Wenn Unternehmen und Institutionen Swaps durchführen, geschieht dies in der Regel zur Absicherung oder um eine günstigere Finanzierung zu erhalten. In der Investmentwelt kann ein Währungsswap angestrebt werden, indem eine Währung mit hoher Rendite wie der Australische Dollar gekauft wird, während gleichzeitig eine Währung mit niedriger Rendite wie der Japanische Yen verkauft wird. Solange die Bewegung des Paares flach oder für den Trader vorteilhaft ist, kann er das Paar weiter halten und gleichzeitig den Swap, also die Differenz der Zinssätze zwischen den beiden Währungen, vereinnahmen.
Obwohl die Nutzung eines Währungsswaps zur Generierung von Erträgen nützlich sein kann, liegt der größte Vorteil eines Währungsswaps für Privatanleger in der Fähigkeit, sich gegen Volatilität an den Währungsmärkten abzusichern. Mit einem Währungsswap kann ein Investor die Volatilität seiner Auslandsbestände reduzieren, wodurch sein Risiko-Rendite-Profil verbessert und die Höhen und Tiefen in seinem Portfolio ausgeglichen werden. Da sich die Währungskurse ständig ändern, können Währungsswaps dazu beitragen, Gewinne und Verluste in jedem Portfolio zu glätten.

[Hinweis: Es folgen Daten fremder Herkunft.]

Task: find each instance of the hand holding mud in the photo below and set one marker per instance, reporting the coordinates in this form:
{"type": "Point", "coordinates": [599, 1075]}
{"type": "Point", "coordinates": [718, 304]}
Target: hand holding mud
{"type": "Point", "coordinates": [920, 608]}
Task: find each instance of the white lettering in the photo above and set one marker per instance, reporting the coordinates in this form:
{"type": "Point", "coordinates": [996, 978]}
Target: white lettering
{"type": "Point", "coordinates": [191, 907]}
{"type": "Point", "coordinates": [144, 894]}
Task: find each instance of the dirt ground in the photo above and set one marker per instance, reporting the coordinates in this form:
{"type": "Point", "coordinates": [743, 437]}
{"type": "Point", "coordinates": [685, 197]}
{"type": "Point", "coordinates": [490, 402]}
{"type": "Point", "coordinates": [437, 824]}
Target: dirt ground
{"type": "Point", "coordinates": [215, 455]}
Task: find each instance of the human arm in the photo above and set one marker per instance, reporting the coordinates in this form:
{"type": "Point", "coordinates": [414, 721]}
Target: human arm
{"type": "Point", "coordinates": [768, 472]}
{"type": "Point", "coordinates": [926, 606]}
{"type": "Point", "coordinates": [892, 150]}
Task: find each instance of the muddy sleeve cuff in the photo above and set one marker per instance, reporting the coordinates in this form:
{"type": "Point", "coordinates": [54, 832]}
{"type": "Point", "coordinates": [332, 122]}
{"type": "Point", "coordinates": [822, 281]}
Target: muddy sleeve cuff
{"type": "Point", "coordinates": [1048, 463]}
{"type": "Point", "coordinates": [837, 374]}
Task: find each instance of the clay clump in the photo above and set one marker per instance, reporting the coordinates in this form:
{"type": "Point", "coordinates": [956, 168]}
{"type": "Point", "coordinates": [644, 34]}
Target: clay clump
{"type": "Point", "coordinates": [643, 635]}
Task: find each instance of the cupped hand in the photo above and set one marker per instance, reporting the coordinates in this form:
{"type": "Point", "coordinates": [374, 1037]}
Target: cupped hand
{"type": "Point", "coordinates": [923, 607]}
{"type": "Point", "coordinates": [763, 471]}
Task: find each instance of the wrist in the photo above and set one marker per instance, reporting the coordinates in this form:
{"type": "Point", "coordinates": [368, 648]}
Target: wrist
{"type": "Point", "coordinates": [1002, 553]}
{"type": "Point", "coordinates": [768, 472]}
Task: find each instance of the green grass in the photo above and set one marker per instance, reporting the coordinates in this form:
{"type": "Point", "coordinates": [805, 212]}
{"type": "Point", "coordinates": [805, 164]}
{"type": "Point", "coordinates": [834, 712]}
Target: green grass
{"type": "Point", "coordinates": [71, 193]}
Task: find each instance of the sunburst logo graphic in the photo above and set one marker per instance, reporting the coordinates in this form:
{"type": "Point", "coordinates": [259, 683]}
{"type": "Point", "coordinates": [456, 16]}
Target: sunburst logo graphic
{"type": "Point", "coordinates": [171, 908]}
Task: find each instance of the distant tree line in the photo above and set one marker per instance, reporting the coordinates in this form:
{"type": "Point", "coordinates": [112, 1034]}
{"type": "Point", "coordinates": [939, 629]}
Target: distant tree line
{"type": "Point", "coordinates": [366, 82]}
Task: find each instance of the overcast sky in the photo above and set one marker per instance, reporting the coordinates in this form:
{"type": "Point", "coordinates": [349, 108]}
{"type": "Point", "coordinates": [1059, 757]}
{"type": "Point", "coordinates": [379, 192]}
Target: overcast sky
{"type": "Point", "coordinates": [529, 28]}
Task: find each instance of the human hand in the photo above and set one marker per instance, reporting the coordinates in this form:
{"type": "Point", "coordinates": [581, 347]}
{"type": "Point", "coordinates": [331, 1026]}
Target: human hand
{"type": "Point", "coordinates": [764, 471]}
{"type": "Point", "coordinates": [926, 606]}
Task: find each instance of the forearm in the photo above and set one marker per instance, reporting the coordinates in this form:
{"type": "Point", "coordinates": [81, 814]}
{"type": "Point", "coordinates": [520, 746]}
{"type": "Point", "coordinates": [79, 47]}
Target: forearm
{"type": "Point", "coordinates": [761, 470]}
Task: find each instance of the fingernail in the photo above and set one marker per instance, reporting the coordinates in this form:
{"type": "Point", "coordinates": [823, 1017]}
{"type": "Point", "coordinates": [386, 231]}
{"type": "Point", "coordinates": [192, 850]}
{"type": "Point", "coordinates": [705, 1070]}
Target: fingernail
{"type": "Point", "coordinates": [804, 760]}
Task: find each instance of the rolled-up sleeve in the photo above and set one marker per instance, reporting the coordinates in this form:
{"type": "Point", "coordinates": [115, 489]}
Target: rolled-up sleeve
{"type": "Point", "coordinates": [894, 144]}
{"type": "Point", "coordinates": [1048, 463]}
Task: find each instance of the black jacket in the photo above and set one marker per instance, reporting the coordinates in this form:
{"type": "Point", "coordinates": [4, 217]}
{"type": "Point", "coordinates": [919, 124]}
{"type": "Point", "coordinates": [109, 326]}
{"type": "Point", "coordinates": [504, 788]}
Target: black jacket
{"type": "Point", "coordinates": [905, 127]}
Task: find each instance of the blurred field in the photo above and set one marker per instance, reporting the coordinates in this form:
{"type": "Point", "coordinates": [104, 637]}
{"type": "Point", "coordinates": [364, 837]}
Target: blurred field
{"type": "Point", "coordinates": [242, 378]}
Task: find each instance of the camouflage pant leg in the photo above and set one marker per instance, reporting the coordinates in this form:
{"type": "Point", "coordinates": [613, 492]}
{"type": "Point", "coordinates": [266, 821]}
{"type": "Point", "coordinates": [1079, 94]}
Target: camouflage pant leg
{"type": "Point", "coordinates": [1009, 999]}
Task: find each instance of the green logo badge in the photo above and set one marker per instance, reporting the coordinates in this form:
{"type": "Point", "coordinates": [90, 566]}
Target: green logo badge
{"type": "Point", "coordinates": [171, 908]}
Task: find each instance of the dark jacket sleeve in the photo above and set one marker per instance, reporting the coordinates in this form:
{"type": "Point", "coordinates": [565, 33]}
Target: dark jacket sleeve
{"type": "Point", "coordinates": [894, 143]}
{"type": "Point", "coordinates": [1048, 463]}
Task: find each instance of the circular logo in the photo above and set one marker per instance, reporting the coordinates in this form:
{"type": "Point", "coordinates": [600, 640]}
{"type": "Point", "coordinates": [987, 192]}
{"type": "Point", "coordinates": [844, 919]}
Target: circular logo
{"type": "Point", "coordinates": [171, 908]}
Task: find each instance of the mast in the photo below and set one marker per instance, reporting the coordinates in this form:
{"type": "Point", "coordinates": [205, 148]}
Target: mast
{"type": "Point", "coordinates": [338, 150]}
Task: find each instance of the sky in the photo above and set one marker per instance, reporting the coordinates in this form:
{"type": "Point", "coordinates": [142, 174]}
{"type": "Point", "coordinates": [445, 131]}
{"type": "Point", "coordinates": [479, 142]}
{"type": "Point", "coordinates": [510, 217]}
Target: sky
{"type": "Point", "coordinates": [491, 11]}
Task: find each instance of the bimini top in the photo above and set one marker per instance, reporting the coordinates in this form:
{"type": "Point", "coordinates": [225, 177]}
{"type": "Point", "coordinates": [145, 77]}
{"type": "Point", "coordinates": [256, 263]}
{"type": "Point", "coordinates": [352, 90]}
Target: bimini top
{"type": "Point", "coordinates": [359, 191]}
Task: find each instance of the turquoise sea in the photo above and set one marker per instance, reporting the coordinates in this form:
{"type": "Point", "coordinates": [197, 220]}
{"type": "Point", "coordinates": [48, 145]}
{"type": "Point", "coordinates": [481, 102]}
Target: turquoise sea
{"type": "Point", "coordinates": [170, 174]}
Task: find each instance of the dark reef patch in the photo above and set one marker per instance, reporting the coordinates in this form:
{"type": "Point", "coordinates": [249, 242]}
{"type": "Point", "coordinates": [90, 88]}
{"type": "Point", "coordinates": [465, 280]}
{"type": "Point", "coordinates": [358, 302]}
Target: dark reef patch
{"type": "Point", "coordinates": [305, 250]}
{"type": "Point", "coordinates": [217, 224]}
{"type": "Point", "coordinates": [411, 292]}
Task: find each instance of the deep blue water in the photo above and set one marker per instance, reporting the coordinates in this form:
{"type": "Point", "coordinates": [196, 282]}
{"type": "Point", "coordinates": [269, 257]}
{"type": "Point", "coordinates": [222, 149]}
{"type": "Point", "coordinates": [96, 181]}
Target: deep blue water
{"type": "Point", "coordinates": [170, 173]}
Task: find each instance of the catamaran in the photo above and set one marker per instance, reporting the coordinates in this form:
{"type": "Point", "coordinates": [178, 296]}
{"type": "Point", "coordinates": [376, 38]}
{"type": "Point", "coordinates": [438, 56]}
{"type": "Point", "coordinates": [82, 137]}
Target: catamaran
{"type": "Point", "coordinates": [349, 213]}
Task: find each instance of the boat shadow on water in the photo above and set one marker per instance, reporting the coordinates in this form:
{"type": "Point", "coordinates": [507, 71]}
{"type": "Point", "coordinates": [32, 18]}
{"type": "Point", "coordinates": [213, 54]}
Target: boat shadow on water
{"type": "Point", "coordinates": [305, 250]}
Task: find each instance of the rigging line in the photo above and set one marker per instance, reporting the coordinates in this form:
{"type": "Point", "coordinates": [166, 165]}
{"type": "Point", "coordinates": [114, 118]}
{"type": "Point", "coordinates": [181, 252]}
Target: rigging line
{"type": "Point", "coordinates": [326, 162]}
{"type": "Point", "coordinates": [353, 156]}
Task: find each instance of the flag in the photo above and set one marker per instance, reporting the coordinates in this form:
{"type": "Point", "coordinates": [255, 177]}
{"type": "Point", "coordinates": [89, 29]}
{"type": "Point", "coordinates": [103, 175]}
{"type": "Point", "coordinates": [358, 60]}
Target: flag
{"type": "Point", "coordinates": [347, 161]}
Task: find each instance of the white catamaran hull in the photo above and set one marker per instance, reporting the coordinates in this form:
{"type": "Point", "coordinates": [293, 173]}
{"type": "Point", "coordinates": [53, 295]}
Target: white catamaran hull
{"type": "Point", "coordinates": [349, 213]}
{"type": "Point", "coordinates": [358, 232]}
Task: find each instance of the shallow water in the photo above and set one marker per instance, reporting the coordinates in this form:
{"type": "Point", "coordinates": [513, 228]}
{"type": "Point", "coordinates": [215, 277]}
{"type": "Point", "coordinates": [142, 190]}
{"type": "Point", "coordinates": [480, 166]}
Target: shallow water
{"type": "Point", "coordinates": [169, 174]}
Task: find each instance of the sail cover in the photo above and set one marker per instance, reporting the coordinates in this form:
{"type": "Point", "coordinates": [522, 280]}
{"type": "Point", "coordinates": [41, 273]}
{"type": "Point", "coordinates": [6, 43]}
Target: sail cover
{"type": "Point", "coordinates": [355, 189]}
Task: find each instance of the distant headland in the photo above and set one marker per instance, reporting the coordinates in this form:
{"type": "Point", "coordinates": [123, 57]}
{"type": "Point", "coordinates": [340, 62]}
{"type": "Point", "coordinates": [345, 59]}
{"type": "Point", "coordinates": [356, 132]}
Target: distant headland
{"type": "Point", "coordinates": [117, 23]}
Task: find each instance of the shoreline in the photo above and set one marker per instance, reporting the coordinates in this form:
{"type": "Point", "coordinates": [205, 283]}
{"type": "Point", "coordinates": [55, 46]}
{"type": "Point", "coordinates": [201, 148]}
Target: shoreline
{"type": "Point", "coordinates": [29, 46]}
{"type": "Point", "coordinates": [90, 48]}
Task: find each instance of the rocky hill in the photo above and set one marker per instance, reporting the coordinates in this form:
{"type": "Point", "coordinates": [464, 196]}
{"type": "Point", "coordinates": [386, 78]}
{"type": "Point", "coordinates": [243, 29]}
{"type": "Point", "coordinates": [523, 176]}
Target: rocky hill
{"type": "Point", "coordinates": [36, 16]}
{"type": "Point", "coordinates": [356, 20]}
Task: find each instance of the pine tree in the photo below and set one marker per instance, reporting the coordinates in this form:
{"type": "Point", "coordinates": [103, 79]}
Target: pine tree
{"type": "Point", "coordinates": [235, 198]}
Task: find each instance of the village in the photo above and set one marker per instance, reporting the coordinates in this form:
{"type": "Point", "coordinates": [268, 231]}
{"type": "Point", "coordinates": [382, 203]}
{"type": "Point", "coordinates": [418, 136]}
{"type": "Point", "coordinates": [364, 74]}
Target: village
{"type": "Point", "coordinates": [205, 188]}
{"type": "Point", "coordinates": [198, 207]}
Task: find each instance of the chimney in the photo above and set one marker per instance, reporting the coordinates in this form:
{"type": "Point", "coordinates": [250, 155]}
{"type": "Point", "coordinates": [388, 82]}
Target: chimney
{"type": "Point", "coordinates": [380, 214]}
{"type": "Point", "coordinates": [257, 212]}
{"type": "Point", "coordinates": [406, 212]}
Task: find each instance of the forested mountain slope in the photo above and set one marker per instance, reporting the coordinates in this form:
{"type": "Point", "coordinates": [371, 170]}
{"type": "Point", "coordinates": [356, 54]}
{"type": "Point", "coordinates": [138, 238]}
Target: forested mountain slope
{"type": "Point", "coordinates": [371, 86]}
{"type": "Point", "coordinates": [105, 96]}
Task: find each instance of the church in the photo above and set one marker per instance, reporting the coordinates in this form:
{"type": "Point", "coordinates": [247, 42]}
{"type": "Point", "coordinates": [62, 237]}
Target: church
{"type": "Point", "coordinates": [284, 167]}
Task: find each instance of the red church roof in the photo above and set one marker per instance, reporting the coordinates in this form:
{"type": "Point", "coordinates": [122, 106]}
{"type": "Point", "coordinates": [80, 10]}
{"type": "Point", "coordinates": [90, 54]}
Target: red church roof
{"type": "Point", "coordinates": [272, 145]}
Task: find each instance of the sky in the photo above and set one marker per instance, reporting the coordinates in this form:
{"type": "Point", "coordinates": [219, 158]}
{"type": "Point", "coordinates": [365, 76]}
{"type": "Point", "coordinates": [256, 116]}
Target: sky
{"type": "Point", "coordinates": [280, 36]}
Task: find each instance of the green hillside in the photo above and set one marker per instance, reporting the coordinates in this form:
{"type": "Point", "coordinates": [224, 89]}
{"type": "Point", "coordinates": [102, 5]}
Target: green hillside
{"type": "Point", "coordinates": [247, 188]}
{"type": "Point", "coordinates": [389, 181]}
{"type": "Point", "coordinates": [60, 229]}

Es gibt auch einige Nachteile, die mit Währungsswaps verbunden sein können. Falls ein Investor seine Position absichert, wird jede positive Bewegung der Währung im Anlageergebnis gedämpft, da die Absicherung vor Volatilität in beide Richtungen schützt. Wer eine Position hält, um den Swap zu kassieren (wie AUD/JPY), könnte durch eine plötzliche nachteilige Bewegung des Währungspaares herbe Verluste erleiden. Bei Unternehmen, die Swaps durchführen, besteht ein Kredit- und Zinsrisiko, insbesondere bei Swaps, die sich über mehrere Jahre erstrecken.
Im Wesentlichen kann ein Währungsswap als Anreiz angesehen werden, langfristige Trades auf dem Forex-Markt zu platzieren. Es ist wichtig, immer so viel wie möglich über die Märkte zu lernen, da mehr Wissen die Fähigkeit zur Folge hat, die unbegrenzten Möglichkeiten im Forex-Trading genau zu identifizieren.